Le vote au jugement majoritaire expliqué par Tatienne Laplanche

Pour garantir la sécurité du vote, les organisateurs ont misé sur un système en blockchain. Cette technologie de stockage sécurise la récupération des données, garantit l’anonymat du vote et permet la consultation des informations.

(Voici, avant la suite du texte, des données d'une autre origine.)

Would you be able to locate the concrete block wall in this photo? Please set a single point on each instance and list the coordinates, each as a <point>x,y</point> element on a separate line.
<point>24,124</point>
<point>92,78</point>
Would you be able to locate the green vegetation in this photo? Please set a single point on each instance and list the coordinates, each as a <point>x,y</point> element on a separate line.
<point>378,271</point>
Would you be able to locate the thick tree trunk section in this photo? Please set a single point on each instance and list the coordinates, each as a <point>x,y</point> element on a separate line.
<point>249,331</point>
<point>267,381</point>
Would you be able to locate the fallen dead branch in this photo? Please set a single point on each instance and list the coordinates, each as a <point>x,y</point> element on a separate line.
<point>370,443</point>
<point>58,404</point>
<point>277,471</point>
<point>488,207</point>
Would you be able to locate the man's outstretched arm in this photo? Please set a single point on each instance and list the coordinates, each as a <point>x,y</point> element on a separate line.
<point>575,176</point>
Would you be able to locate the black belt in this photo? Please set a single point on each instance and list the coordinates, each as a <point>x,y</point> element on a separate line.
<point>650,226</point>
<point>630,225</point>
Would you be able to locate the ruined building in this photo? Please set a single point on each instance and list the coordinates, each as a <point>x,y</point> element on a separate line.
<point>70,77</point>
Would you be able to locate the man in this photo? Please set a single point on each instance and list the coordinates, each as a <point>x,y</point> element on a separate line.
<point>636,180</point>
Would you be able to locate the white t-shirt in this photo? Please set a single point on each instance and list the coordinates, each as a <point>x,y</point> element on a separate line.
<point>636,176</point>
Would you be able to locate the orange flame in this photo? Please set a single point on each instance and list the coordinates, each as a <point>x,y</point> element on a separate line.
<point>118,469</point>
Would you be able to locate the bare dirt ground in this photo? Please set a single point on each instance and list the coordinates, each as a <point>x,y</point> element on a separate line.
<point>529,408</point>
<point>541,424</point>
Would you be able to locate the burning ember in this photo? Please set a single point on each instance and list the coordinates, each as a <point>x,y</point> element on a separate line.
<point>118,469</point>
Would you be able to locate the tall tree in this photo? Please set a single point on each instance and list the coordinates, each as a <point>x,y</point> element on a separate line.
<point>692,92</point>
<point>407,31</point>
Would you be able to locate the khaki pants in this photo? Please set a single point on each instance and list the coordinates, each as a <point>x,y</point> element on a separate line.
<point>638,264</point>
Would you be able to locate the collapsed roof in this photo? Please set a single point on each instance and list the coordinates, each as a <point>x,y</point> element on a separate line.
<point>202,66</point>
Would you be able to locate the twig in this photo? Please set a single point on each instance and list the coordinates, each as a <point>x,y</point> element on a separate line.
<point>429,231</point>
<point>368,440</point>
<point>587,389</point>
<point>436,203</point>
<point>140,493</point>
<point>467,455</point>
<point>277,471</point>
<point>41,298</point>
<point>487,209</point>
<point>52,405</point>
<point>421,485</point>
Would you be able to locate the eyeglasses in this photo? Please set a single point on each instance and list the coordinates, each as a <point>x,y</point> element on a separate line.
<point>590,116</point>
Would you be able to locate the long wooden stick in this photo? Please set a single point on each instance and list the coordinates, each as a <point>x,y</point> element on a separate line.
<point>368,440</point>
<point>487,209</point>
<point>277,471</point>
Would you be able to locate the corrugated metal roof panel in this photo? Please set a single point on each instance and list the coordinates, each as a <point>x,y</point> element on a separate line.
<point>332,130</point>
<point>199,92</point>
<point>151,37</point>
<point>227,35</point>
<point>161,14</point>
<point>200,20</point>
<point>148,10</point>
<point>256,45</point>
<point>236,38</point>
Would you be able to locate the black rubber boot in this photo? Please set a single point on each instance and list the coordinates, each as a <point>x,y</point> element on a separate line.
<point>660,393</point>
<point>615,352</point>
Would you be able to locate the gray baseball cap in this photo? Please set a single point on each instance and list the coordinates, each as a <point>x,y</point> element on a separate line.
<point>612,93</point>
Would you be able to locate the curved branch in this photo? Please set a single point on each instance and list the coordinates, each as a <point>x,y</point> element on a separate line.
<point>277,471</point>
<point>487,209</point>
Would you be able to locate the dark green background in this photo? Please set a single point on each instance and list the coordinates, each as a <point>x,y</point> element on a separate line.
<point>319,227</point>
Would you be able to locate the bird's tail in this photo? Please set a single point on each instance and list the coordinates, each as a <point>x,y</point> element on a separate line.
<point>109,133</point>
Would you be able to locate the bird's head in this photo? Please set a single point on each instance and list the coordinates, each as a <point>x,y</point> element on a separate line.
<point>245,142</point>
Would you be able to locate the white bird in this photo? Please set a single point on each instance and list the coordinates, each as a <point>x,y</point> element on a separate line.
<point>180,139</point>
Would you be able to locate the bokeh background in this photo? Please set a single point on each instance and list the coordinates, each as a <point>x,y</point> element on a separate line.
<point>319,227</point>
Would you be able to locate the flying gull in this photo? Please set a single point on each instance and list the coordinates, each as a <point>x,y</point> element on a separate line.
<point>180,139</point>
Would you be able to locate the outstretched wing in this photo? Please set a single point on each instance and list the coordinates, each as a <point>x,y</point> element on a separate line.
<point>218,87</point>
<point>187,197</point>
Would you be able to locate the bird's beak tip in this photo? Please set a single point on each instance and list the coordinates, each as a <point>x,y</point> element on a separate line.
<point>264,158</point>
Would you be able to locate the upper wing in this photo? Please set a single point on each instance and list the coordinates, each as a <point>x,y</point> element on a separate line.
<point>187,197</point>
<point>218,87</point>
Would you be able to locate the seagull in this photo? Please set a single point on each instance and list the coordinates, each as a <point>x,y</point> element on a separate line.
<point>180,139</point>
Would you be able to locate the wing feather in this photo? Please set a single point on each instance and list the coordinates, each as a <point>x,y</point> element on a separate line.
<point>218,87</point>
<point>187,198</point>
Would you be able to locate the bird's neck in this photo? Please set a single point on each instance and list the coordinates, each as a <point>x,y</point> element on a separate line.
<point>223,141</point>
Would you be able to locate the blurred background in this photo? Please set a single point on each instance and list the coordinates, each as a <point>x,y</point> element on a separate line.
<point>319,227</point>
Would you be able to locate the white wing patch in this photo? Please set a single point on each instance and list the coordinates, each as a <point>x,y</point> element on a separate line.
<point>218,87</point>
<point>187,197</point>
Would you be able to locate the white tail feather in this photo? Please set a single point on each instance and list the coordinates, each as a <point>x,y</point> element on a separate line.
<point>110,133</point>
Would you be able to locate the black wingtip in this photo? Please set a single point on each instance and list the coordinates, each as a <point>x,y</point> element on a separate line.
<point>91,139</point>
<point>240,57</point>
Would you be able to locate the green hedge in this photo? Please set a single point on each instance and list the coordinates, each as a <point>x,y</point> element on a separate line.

Créer un parti pour sortir du système des partis

Tout est fait pour prendre le contre-pied des partis politiques et du système en général. À travers leur plateforme, les concepteurs de LaPrimaire.org ont cherché à prendre le contre-pied radical des partis politiques et du système électoral traditionnel à deux tours. Mais pour avoir la possibilité réelle de concourir à l’élection présidentielle, ils ont dû se plier aux institutions et lois qui régissent les élections.
En décembre le candidat citoyen sera donc désigné. Commencera alors pour lui la recherche des fameuses 500 signatures d’élus pour pouvoir se lancer dans la course à l’Élysée. Là aussi, Thibauld Favre et David Guez comptent sur les citoyens. Ils misent sur le crowdsourcing, c’est-à-dire l’appel aux compétences et savoir-faire de chacun pour aboutir à une production participative. Les organisateurs inciteront les quelque 88 000 citoyens inscrits à aller voir un élu ou toquer à la porte de leur maire pour tenter de récolter les précieux parrainages. Thibauld Favre est « confiant, il faut être optimiste. C’est aussi ça l’enjeu des 100 000 participants, il faut une base solide derrière. »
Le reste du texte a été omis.